Lots of layers here. He knew he was innocent, but then found out his own brother let him spend almost two decades in Angola, one of the toughest prisons in America. Cold.
Cheryl Holdridge also died, at the age of 64. If you remember The Mickey Mouse Club on TV you remember “Cheryl!”
I remember Lloyd Peterson, my pastor growing up, talking about “trophies of God’s grace.” Everyone who is saved (passive verb) is the recipient of God’s grace, without which there would be no salvation for anyone. But I agree with Pastor Peterson (long since with the Lord). Some people have personal testimonies that especially illustrate God’s grace in reaching into their life and bringing them to himself.

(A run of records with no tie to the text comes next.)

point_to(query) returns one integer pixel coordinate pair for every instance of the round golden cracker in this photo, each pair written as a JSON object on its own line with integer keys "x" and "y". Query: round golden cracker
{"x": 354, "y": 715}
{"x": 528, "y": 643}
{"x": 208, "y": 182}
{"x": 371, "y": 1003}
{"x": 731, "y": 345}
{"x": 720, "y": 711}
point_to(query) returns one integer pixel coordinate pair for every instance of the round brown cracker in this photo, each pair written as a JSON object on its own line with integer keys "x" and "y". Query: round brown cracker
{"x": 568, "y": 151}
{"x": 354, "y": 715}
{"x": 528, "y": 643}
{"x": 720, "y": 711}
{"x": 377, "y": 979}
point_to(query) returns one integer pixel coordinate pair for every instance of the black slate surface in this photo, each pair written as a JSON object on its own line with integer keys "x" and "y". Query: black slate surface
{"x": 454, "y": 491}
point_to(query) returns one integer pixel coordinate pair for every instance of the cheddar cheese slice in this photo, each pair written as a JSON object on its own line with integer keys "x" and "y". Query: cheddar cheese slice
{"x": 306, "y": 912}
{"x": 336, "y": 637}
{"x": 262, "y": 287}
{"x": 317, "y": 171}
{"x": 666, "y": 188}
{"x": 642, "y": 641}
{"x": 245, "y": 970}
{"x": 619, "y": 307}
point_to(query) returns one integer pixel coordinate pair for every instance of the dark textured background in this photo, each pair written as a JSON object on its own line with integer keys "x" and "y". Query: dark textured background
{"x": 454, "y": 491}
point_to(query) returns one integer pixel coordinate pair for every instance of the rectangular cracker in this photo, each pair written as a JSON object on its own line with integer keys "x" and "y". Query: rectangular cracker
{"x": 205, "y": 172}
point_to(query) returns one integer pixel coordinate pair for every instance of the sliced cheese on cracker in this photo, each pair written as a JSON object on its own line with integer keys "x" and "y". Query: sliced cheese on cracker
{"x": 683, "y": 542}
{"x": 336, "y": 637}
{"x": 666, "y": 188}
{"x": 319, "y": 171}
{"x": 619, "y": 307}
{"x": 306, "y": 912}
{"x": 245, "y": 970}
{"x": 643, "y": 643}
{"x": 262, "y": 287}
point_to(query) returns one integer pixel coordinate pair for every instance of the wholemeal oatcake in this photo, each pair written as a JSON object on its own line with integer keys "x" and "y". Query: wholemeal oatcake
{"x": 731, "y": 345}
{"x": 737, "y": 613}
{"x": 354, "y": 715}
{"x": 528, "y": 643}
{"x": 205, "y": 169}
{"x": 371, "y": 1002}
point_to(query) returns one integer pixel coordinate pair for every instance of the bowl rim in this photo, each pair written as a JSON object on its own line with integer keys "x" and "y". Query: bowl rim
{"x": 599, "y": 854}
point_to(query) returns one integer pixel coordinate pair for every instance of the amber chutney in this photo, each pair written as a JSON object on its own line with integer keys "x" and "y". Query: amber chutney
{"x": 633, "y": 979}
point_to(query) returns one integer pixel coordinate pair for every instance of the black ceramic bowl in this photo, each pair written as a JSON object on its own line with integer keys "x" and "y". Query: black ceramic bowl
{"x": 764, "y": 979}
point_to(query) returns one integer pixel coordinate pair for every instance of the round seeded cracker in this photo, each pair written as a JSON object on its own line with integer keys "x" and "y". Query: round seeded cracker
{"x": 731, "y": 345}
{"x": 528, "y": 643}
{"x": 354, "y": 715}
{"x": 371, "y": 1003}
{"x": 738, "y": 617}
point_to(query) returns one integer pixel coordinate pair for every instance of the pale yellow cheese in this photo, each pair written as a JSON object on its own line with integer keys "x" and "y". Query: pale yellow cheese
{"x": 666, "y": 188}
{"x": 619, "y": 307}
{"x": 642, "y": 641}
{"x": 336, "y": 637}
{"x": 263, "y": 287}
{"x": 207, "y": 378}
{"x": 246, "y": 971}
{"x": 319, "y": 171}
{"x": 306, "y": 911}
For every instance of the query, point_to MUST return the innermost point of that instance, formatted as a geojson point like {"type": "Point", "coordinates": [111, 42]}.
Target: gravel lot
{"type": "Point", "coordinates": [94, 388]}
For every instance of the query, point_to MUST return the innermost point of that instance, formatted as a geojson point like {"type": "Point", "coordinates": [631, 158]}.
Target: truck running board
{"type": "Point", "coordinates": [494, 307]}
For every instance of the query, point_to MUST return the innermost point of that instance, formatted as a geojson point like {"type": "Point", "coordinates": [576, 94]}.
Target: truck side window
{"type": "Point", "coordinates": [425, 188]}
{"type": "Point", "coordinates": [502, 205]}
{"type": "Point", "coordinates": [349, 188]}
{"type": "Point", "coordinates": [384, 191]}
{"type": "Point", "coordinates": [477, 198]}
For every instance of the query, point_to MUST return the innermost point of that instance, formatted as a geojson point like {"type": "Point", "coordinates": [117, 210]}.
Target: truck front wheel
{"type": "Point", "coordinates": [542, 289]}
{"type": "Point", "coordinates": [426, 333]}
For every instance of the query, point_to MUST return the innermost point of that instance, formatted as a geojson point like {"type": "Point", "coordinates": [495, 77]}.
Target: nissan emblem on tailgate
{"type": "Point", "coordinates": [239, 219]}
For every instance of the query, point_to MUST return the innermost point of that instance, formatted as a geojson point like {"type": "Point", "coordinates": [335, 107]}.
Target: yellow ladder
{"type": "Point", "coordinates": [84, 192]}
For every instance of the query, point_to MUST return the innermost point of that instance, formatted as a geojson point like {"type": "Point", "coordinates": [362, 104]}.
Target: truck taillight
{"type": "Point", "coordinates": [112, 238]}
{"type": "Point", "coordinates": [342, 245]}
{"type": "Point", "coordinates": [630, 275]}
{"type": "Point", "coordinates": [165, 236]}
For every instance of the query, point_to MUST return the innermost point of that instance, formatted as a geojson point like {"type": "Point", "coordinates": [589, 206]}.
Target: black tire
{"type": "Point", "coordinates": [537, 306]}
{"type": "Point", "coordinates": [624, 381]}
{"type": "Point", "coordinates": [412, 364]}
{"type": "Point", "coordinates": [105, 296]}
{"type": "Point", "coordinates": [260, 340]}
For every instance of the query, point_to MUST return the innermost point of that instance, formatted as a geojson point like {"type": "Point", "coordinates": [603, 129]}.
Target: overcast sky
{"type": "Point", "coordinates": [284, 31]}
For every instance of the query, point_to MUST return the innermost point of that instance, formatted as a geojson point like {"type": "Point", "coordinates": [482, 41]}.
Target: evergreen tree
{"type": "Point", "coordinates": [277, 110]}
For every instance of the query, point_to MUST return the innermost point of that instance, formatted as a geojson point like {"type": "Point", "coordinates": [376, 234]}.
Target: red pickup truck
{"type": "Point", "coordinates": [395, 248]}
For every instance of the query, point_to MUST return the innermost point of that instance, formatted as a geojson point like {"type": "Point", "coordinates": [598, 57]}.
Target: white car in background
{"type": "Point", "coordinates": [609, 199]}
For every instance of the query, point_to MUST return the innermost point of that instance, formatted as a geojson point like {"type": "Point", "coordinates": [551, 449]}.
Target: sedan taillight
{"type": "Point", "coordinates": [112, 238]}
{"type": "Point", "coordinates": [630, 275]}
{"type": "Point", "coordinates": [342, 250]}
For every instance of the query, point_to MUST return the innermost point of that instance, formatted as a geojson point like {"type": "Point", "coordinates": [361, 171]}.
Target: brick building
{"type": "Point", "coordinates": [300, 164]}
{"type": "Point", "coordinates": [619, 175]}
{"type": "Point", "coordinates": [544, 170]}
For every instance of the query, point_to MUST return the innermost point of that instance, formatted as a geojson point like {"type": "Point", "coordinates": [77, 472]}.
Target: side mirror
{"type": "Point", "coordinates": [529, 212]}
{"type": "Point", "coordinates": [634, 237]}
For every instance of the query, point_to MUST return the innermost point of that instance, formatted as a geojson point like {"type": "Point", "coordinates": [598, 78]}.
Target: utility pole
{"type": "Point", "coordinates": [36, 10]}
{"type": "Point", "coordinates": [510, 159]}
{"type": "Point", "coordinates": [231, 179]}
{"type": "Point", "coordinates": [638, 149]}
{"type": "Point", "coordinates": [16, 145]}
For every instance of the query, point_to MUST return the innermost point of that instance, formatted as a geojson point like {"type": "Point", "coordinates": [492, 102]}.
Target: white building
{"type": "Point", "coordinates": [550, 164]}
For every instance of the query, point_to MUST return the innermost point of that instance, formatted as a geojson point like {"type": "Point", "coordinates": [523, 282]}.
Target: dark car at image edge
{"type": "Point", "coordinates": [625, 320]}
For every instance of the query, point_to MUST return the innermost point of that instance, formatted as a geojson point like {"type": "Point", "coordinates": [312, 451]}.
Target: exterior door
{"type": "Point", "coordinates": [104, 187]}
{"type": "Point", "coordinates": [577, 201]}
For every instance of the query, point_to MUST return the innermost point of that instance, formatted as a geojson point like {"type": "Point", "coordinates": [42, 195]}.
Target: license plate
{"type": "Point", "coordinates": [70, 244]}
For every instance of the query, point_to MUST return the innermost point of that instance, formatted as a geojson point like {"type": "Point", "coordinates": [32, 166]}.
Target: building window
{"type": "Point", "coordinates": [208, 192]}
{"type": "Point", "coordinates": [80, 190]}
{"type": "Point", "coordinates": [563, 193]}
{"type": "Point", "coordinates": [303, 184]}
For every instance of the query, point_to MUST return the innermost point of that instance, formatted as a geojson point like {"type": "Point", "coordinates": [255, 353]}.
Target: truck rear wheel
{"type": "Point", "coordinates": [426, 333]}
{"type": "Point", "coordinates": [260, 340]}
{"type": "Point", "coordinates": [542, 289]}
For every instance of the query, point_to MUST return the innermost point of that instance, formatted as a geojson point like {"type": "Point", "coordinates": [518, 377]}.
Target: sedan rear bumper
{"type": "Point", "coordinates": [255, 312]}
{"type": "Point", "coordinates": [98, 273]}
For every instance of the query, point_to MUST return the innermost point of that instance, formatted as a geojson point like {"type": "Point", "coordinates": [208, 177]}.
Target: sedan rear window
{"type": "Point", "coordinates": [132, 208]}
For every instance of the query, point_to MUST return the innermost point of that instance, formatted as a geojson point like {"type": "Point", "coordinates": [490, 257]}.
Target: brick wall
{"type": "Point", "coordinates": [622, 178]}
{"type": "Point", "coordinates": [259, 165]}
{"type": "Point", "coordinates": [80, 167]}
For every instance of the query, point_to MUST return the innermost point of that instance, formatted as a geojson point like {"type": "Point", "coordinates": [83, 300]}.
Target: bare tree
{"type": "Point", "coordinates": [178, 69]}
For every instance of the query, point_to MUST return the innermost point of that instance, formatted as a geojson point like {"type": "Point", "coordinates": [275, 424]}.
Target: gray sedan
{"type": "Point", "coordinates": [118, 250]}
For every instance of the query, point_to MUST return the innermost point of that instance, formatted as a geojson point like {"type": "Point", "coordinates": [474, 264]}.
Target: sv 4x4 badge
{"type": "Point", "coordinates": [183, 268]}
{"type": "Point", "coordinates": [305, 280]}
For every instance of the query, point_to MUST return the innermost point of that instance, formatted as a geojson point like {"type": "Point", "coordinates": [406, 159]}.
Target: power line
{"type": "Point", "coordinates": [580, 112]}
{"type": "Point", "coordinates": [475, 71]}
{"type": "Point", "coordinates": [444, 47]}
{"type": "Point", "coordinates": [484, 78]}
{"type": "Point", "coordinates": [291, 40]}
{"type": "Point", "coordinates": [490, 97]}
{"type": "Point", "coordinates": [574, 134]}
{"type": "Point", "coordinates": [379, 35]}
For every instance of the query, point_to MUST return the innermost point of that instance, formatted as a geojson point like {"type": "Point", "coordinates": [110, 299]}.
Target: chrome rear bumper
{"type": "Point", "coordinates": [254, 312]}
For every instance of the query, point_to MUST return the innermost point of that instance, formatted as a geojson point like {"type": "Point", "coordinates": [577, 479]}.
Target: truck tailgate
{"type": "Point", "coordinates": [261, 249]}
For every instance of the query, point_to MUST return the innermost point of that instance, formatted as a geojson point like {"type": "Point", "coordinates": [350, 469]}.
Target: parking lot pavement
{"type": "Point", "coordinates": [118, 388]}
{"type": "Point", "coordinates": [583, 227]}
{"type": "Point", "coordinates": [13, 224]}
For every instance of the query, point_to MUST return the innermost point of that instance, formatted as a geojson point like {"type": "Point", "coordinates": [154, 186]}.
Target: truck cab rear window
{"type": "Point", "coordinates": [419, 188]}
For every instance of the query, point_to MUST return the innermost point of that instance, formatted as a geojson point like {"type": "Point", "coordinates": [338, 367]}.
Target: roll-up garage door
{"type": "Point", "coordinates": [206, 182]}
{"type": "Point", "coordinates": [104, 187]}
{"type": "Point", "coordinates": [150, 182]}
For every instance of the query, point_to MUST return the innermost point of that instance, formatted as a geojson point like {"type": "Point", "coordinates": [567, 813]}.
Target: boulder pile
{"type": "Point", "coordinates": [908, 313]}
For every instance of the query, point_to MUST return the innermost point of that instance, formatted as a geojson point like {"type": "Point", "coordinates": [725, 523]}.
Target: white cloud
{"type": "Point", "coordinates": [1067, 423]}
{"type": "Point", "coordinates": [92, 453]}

I was raised in a home where I was taught that Christ died to pay the penalty for my sins and rose from the dead as evidence of that provision. We went to a church that reinforced those truths. I can’t remember a time I didn’t believe in the substitutionary atonement. That doesn’t diminish my complete dependence on God’s grace, but it came to me through fairly predictable means.
I can’t get enough of the life stories from those whose salvation runs against the grain and surprises everyone. Their testimonies shout God’s sovereignty and goodness. They are, indeed, trophies of God’s grace. I love hearing how he worked to draw them to himself out of the most antithetical circumstances.
In each church I’ve pastored we’ve had at least one of these trophies, and Pathway is no exception. Without their permission I won’t mention names here, but if you visit us some Sunday I’ll introduce you. One of them has a story so remarkable that I told her the two of us need to sit down together some Sunday so I can interview her and the rest of the people can hear her testimony. I think that scared her a little; she is so humble. I am sure that humility comes from her own realization of God’s grace in her life. (This is a woman who has achieved some pretty remarkable things in her life, which makes her humility in the face of God’s grace all the more exemplary.)
Don’t get me wrong; I don’t diminish the significance of my own path to faith at all. It was God who placed me in that family and in that church. But don’t you get a special joy from hearing the testimony of these trophies?